In pics: Google's King's Cross HQ plans in

Louise Dransfield

Tech giant puts in reserved matters planning application for new London office

Google has submitted new planning documents for its proposed £1bn headquarters at London’s King’s Cross.

The new 80,819 sq m building has been redesigned by US-Danish architect BIG and Heatherwick Studio after the tech giant parted ways with previous architect AHMM. The executive architect is BDP.

The 11-storey building will sit on a plinth punctuated by office entrances with up to 15 retail units at ground level along King’s Boulevard – totalling 4,376 sq m of space.

It will also feature a three lane, 25m long pool, multi-use games area and gym on its upper floors and an 8,590 sq m landscaped roof garden, while an events centre occupies the lower ground and first and second floors.

The events centre will be used by Google for product launches, talks, presentations and industry events.
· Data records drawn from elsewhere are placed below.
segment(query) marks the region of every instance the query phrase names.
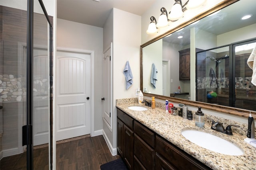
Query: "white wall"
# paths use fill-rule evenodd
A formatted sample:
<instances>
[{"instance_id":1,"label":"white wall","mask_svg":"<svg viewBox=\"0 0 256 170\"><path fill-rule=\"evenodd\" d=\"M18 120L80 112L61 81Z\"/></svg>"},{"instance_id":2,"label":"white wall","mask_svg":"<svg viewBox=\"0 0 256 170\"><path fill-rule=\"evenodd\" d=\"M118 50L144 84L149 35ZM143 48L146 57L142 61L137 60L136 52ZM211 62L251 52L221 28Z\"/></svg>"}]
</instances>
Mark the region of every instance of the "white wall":
<instances>
[{"instance_id":1,"label":"white wall","mask_svg":"<svg viewBox=\"0 0 256 170\"><path fill-rule=\"evenodd\" d=\"M218 35L218 46L256 37L256 23ZM241 33L242 33L241 34Z\"/></svg>"},{"instance_id":2,"label":"white wall","mask_svg":"<svg viewBox=\"0 0 256 170\"><path fill-rule=\"evenodd\" d=\"M160 95L163 94L162 42L162 40L160 39L143 48L143 51L144 59L143 63L143 88L147 88L148 92ZM152 64L153 63L158 70L156 88L154 88L150 83ZM142 91L143 89L140 90Z\"/></svg>"},{"instance_id":3,"label":"white wall","mask_svg":"<svg viewBox=\"0 0 256 170\"><path fill-rule=\"evenodd\" d=\"M112 17L112 14L110 18ZM111 19L108 21L111 22ZM140 30L141 17L116 8L113 9L113 108L112 116L113 128L110 131L103 123L104 133L106 134L107 142L113 154L117 153L116 150L116 101L117 99L134 98L135 90L140 87L140 46L141 44ZM132 23L132 24L131 24ZM111 27L106 33L111 33ZM105 31L104 32L105 33ZM104 38L106 37L104 36ZM104 46L107 46L111 38L104 39ZM105 44L105 43L106 44ZM126 90L126 80L123 73L126 61L130 63L133 75L133 84Z\"/></svg>"},{"instance_id":4,"label":"white wall","mask_svg":"<svg viewBox=\"0 0 256 170\"><path fill-rule=\"evenodd\" d=\"M182 89L181 92L185 91L183 86L183 83L179 80L179 76L180 71L179 51L181 50L182 48L182 46L179 44L163 42L163 59L170 59L170 82L171 79L173 80L172 82L170 82L171 93L178 92L178 86L180 86ZM187 91L186 91L186 92Z\"/></svg>"},{"instance_id":5,"label":"white wall","mask_svg":"<svg viewBox=\"0 0 256 170\"><path fill-rule=\"evenodd\" d=\"M103 28L64 20L57 20L57 46L94 52L94 131L102 129L102 54Z\"/></svg>"}]
</instances>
Google said it also anticipated the space would be used by technology-focused organisations and community groups or charities.

The roof garden will include a 200m “trim trail” – a running or walking track with exercise stations at regular intervals.
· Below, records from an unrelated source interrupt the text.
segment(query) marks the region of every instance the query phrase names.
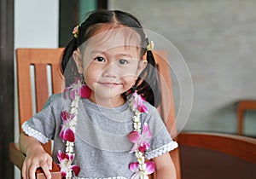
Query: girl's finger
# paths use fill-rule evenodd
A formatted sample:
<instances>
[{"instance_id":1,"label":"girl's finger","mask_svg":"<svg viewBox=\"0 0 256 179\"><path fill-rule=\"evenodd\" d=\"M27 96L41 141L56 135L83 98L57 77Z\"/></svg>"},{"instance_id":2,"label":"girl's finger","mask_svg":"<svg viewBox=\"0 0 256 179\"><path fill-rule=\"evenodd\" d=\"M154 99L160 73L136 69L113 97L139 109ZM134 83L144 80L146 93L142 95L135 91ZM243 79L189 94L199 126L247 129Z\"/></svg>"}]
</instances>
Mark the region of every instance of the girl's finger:
<instances>
[{"instance_id":1,"label":"girl's finger","mask_svg":"<svg viewBox=\"0 0 256 179\"><path fill-rule=\"evenodd\" d=\"M36 170L37 167L31 166L27 171L28 171L28 179L36 179Z\"/></svg>"},{"instance_id":2,"label":"girl's finger","mask_svg":"<svg viewBox=\"0 0 256 179\"><path fill-rule=\"evenodd\" d=\"M26 163L23 162L23 166L22 166L22 170L21 170L21 176L23 179L26 179Z\"/></svg>"},{"instance_id":3,"label":"girl's finger","mask_svg":"<svg viewBox=\"0 0 256 179\"><path fill-rule=\"evenodd\" d=\"M45 177L46 177L47 179L50 179L50 178L51 178L51 174L50 174L50 172L49 172L49 170L48 165L47 165L46 163L44 163L44 164L41 166L41 168L43 169L43 171L44 171L44 175L45 175Z\"/></svg>"},{"instance_id":4,"label":"girl's finger","mask_svg":"<svg viewBox=\"0 0 256 179\"><path fill-rule=\"evenodd\" d=\"M47 165L48 165L49 170L52 170L52 159L51 159L51 158L49 158L49 159L47 160Z\"/></svg>"}]
</instances>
Google said its new “stepped” terrace-style HQ would house 4,500 employees, who would be able to access the building via a diagonal staircase running through the building. The staircase will also function as a space for social gatherings with the steps creating seating areas to watch events taking place games area. The building will also be dotted with several cafes and outdoor seating areas.

The web giant has also submittied plans for a triangular shaped area at the southern end of its proposed new HQ and the existing Battle Bridge Place.
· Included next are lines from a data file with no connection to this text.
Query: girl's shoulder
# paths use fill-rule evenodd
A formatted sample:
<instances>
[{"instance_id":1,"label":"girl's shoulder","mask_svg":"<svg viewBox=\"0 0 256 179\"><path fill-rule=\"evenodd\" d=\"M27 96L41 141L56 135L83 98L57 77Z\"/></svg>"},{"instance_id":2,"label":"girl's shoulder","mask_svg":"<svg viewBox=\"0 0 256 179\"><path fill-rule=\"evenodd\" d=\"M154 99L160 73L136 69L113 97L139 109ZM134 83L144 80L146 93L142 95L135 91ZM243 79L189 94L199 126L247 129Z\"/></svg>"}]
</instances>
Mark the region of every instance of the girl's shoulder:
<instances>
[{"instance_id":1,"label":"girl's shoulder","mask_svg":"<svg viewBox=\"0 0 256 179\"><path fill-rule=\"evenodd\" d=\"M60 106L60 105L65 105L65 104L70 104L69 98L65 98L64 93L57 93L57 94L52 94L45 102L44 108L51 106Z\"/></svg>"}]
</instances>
Google appointed Lendlease as the main contractor in January on the job, which was revealed by Building. The original project was going to be built by Bam, but the contractor did not pitch second time around.

Building also revealed last week that the first subcontractors will be appointed over the summer to allow a rapid start on site. The job has an estimated construction cost of £350m.

A source close to the project previosuly told Building: “The work carries on in terms of design [once plans are submitted] and they’ll start tendering for subcontractors over the summer. Some clients stop during planning but they won’t.”

The project will fill a 1-hectare hole at the southern end of developer Argent’s wider 27-hectare regeneration scheme, next to King’s Cross station.

A second source said: “Everyone’s delighted it’s moving on. I don’t think there’s any doubt it’ll go ahead. It’s massively important to the overall Argent scheme, it gives two sides to the main boulevard leading up from the station and will help [Argent] attract retailers. It’ll be a terrific addition.”